The computer program’s ability to effect transformational change across all facets of life — including business, government, academia, healthcare, military, tech, manufacturing, finance and beyond — depends on how well it has been trained and what source information it’s leveraging/scraping. And already there is evidence that it gets things wrong — very wrong.
Early enthusiasts (and detractors) seem focused solely on output, and whether chatbots will eliminate entire writing careers, rather than how to ensure the chatbot learns and grows from the best inputs that will lead to the most useful outcomes. A not-so-simple case of what goes in is what comes out. This is why I’m hoping we’ll do a better job of generating UI to make AI all it can be.
To start, AI must endeavor to be more objective than subjective. There’s already too much media bias and misinformation on the internet. A chatbot shouldn’t give opinions in place of information, and recommendations should be based on data-driven UI, not popular conjecture or worse. The aim of the chatbot should be to provide users a way to sift out the endless noise around them by delivering well-researched information that has been fully vetted and can then be leveraged to our collective benefit.
Easier said than done, to be sure, since sentient beings are inputting the data. But this is something for program developers to strive for, nonetheless. The sentences, statistics, deep dives and detailed projections that these programs can create need to be reliable and trustworthy to be useful in the world beyond the computer screen. This is why I’d love to see these programs provide us with citations or at least bibliographies if requested. It might be fun to imagine the chatbots have feelings, but we want and need them to have actual facts.
Admittedly, all of this can sound scary, especially to businesspeople who weren’t raised with technology. Things are moving so fast it can be overwhelming even for some experts. But AI is the future, and the future is now. I say be optimistic. How can someone who starts or runs a business be otherwise?
Don’t think of ChatGPT and other forms of AI as replacements; they are enhancements — or, at least, can and should be. That’s one big reason every business needs to spend time considering how ChatGPT, and any number of alternatives, can make life easier for employees, better for customers, and also enhance the company’s bottom line.
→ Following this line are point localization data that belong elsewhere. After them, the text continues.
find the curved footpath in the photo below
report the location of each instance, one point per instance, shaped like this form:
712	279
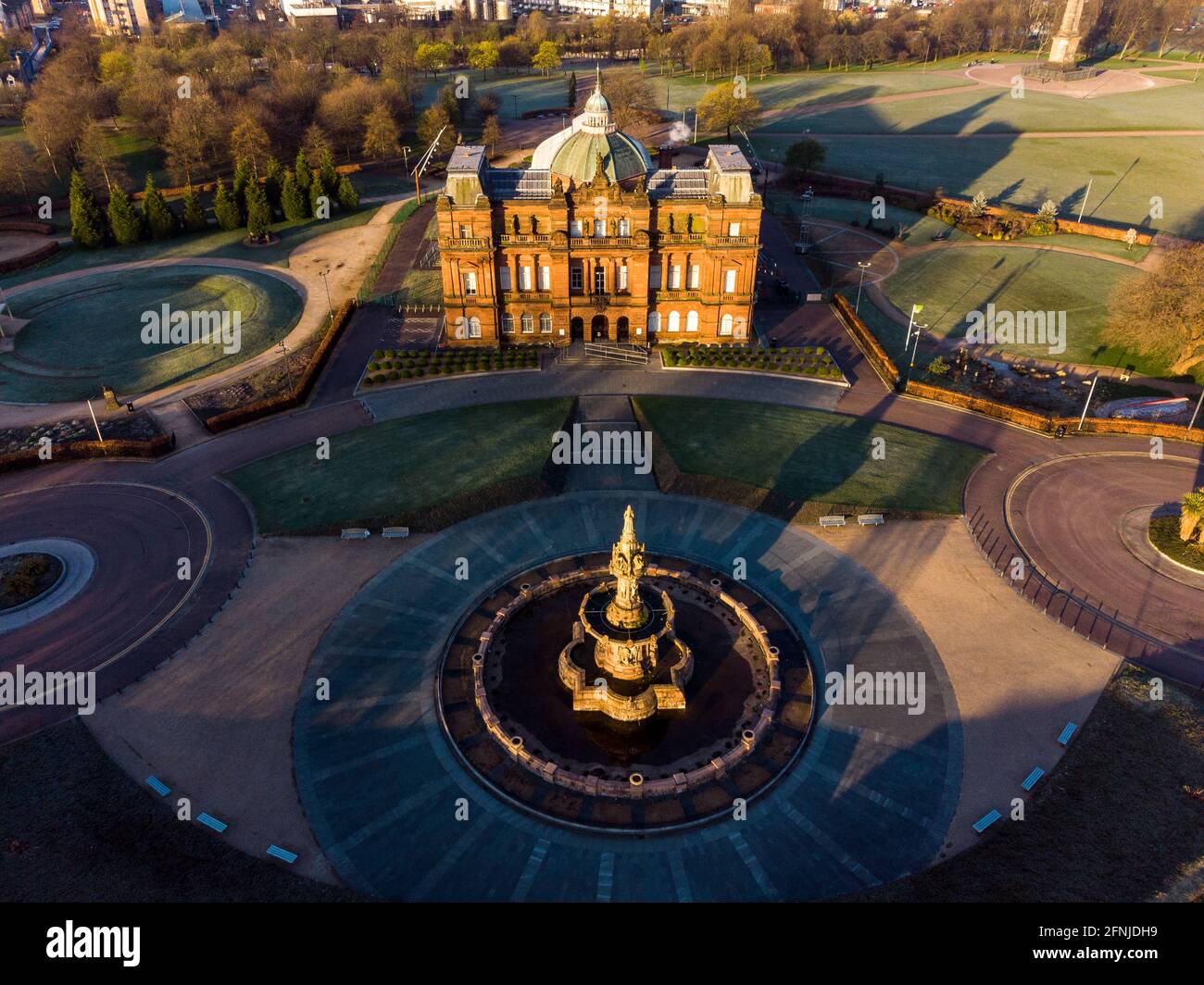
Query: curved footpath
193	473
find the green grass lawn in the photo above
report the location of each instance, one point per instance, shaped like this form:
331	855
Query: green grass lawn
903	143
955	281
1164	536
811	455
215	243
88	331
400	467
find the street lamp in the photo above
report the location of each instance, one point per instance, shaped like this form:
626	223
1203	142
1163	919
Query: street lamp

It’s still early days, but there’s no better time to start thinking about the areas in which AI could be useful:
● Building the brand
● Communicating effectively
● Creating marketing plans
● Expanding customer base
● Researching opportunities
● Training and development
● Analyzing metrics
● Pivoting quickly
● Providing data-based support for new initiatives
The trick is to figure out where AI, or better yet UI, is useful and where it’s not. Some individuals, teams, departments and companies will benefit from it; others won’t. Let the programs help determine whether to go deeper or cast aside an idea. Use it as a sounding board to see if something is proven or an opinion, or to consider another perspective altogether. Don’t let it become a distraction.
Whatever you do, don’t ignore AI or dismiss its potential usefulness before it’s been thoroughly considered in conjunction with your corporate needs. I’m a big proponent of quarterly meetings. AI should be up for discussion at each one. Ask yourselves: What’s our overall stance on AI? How do we want to allocate resources for it? Which departments would benefit most from this latest technology? Who will lead its vetting process?
Then use the AI to your advantage. Regardless of how it seems, we control the technology, not the other way around. IMO, we are transitioning from the Age of Information (Work 7.0) to the Age of Understanding (Work 8.0) and it’s my belief that this new age will be built upon useful information and useful intelligence.